Metric events for alerting (legacy)
This page describes the UI approach for Dynatrace version 1.252 or earlier. If you're using a newer version, see the current page.
Dynatrace Davis® AI automatically analyzes abnormal situations within your IT infrastructure and attempts to identify any relevant impact and root cause. Davis relies on a wide spectrum of information sources, such as a transactional view of your services and applications, as well as all events raised on individual nodes within your Smartscape® topology.
There are two main sources for single events in Dynatrace:
- Metric-based events (events that are triggered by a series of measurements)
- Events that are independent of any metric (for example, process crashes, deployment changes, and VM motion events)
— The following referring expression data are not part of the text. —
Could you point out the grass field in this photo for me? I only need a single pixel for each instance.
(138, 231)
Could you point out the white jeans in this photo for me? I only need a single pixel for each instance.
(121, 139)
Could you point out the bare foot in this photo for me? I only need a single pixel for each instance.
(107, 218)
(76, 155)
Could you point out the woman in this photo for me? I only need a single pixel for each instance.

Custom metric events are configured in the global settings of your environment and are visible to all Dynatrace users in your environment.
Auto-adaptive baseline
Auto-adaptive baselines represent a dynamic approach to baselining where the reference value for detecting anomalies changes over time. Its main advantage over a static threshold is that the reference value dynamically adapts over time, and you don't have to know the threshold upfront. You also don't have to manually adapt multiple static thresholds for metrics whose behavior changes over time.
When the configuration of a metric event includes multiple entities, each entity receives its own auto-adaptive baseline and each baseline is evaluated independently. For example, if the scope of an event includes five hosts, then Dynatrace will calculate and evaluate five independent baselines.
There's a limit of 100 metric event configurations per environment, regardless of how many individual baselines each configuration has.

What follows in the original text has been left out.